By Aditya Soni and Toby Sterling
March 16 (Reuters) – Amsterdam-based AI infrastructure firm Nebius Group said on Monday it has agreed with Meta Platforms to provide the social media giant with $12 billion worth of AI computing capacity across multiple locations by 2027.
Under the agreement, Meta will also buy an additional $15 billion worth of capacity planned by Nebius over the coming five years if it is not sold to other customers, giving the contract a total value of up to $27 billion, Nebius said.
Last week, Nvidia said it would invest $2 billion to buy an 8.3% stake in Nebius, which uses Nvidia chips in its data centers.
Nasdaq-listed Nebius shares, which closed at $112.50 on Friday, have risen 35% so far this year, giving it a market capitalization of $28.6 billion.
DATACENTER RACE
The deal is the latest example of U.S. tech giants’ efforts to supplement their own AI data-centre build-outs by locking in scarce GPU and power capacity from “neocloud” providers like Nebius.
Unlike large cloud firms that serve a broad range of industries, AI specialists like Nebius and U.S. competitor CoreWeave mostly focus on tech customers, but aim to become major cloud service providers in their own right.

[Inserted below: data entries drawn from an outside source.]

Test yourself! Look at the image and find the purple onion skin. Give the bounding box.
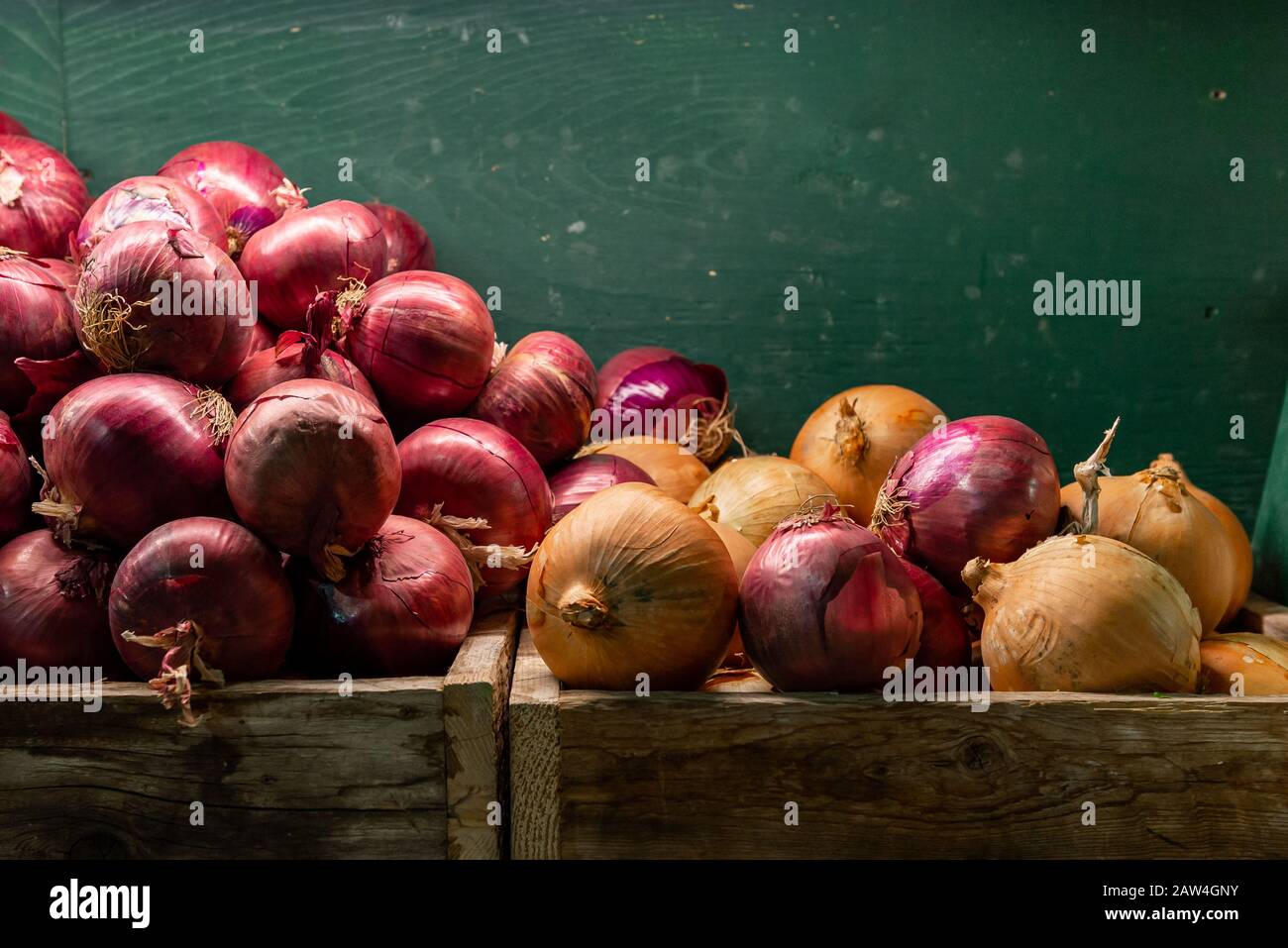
[738,513,921,691]
[879,415,1060,593]
[550,455,653,523]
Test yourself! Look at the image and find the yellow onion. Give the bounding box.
[1060,467,1234,632]
[1199,632,1288,695]
[527,483,738,690]
[577,435,711,503]
[1149,455,1252,625]
[791,385,947,523]
[962,535,1201,691]
[690,455,833,546]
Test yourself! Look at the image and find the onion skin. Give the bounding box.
[791,385,947,523]
[395,419,554,592]
[295,515,474,678]
[0,136,89,257]
[362,201,434,277]
[471,332,595,468]
[0,529,125,678]
[76,175,228,258]
[527,483,738,691]
[690,455,833,546]
[340,270,496,421]
[224,378,402,582]
[237,201,386,330]
[108,516,295,682]
[738,507,921,691]
[38,374,229,549]
[76,220,254,385]
[872,415,1060,592]
[962,535,1201,693]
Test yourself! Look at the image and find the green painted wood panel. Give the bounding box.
[0,0,1288,533]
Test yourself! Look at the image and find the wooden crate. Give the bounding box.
[509,631,1288,859]
[0,612,516,859]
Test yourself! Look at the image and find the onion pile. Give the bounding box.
[226,378,402,582]
[872,415,1060,591]
[0,134,89,257]
[471,332,595,467]
[738,503,922,691]
[791,385,947,523]
[690,455,832,546]
[295,516,474,677]
[527,483,738,691]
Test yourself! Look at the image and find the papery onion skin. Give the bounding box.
[292,515,474,678]
[395,419,554,592]
[76,175,228,258]
[690,455,834,546]
[527,483,738,691]
[0,529,125,679]
[0,249,80,415]
[340,270,496,421]
[237,201,386,330]
[362,201,434,277]
[471,331,595,468]
[38,373,229,549]
[791,385,947,523]
[550,455,653,523]
[0,134,89,257]
[224,378,402,580]
[108,516,295,682]
[872,415,1060,592]
[738,506,921,691]
[76,220,254,385]
[963,535,1202,693]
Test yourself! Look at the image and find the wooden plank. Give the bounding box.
[510,629,559,859]
[0,678,447,858]
[443,610,518,859]
[558,691,1288,858]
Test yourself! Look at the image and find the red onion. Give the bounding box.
[332,270,496,420]
[0,529,125,678]
[158,142,308,257]
[76,175,228,257]
[33,374,233,548]
[471,332,595,467]
[396,419,553,592]
[362,201,434,277]
[872,415,1060,592]
[76,220,254,385]
[226,378,400,582]
[295,516,474,678]
[0,248,80,415]
[738,505,921,691]
[108,516,295,722]
[0,411,31,542]
[595,347,735,464]
[239,201,386,329]
[0,136,89,257]
[550,455,653,523]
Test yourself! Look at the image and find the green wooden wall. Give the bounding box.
[0,0,1288,543]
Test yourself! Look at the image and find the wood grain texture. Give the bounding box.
[509,629,559,859]
[443,612,518,859]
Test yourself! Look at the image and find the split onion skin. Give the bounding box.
[690,455,833,546]
[108,516,295,682]
[738,507,922,691]
[226,378,402,580]
[962,533,1202,693]
[292,515,474,678]
[791,385,947,523]
[872,415,1060,592]
[471,331,595,468]
[527,483,738,691]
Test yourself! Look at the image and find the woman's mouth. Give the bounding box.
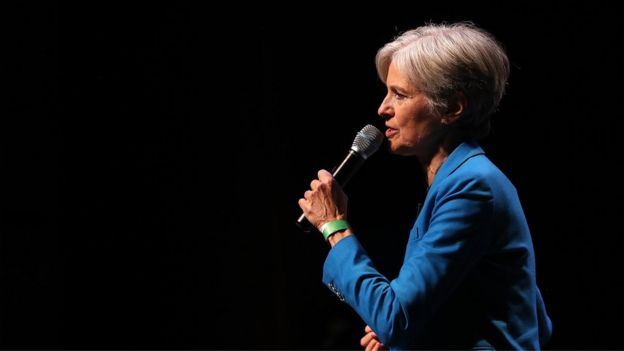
[386,128,399,139]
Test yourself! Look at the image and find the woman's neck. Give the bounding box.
[425,147,449,186]
[422,133,461,186]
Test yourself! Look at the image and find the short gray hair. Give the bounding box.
[375,22,509,139]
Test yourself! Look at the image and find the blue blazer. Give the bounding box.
[323,143,552,350]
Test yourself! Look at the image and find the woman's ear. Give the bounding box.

Nebius CEO Arkady Volozh said the latest Meta deal would help “accelerate the build-out and growth of our core AI cloud business.”
Nebius signed an initial $3 billion deal with Meta in November and a $17.4 billion deal with Microsoft in September.
In February, the fast-growing Nebius reported a fourth quarter net loss of $250 million on revenue of $228 million, and said it expected revenue to hit an annualized run rate of between $7 billion and $9 billion by the end of this year, from $1.25 billion at the end of 2025.
The company said on Monday that 2026 guidance remains unchanged.